В мирное время Касаб считался одним из красивейших мест Сирии. Великолепные сады, густые хвойные леса, крутые горы, лежащие словно складки на платье. До пляжей Средиземного моря пятнадцать километров. Завидное место жительства. Латакийская элита покупала себе дачи в окрестностях Касаба.
Сегодня — Касаб считается самым беспокойным местом в провинции. Ведь «прямо за околицей» турецкая граница — подлая турецкая граница, коварная и предательская.
Культурно-исторические потери
До войны Сирию называли «Музей под открытым небом». По обилию масштабных древностей она могла сравниться, пожалуй, с Индией и Ираном.
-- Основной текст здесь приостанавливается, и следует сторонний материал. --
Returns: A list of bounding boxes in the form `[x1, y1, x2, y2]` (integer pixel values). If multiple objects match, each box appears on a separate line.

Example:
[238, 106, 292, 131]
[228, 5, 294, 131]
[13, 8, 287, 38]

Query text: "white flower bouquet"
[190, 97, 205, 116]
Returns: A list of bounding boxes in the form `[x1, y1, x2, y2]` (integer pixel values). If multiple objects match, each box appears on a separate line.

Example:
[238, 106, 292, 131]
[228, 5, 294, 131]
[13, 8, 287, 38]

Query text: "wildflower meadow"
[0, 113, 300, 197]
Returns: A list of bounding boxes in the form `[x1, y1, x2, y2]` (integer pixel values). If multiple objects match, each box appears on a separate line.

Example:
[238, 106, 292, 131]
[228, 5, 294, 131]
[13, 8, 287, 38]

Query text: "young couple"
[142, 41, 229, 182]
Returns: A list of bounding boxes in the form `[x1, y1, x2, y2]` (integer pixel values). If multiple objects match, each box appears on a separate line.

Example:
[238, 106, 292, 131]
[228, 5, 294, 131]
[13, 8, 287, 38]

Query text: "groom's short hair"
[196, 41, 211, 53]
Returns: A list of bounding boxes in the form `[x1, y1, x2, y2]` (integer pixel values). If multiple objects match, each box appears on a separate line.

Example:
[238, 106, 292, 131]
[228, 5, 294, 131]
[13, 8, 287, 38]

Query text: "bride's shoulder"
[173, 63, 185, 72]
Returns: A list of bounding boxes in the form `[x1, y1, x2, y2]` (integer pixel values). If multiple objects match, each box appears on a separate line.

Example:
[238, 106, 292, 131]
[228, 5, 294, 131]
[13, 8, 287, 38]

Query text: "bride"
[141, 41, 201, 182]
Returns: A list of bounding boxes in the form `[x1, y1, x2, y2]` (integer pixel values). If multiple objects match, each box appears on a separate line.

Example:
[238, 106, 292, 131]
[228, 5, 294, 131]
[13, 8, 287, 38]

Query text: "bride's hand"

Руины античной Пальмиры, окруженные башнями-гробницами, гигантские водохранилища-термы и христианские храмы Сергиополиса, уникальный православный монастырь Маалюля, где продолжали разговаривать на языке Иисуса Христа, месопотамская крепость Калаат-Джабар, гора Касьюн над Дамаском, на вершине которой свершилось первое библейское преступление — Каин убил Авеля… Сирия была пронизана всем тем, что нам, русским, известно лишь по учебникам истории и научно-популярным фильмам. Около двух лет назад правительство страны вынуждено было принять решение о закрытии большинства музеев, а то, что возможно, переместить в безопасные хранилища. По оценкам на конец 2013 года, в результате продолжающейся войны пострадали, как минимум, двести восемьдесят девять объектов исторического наследия.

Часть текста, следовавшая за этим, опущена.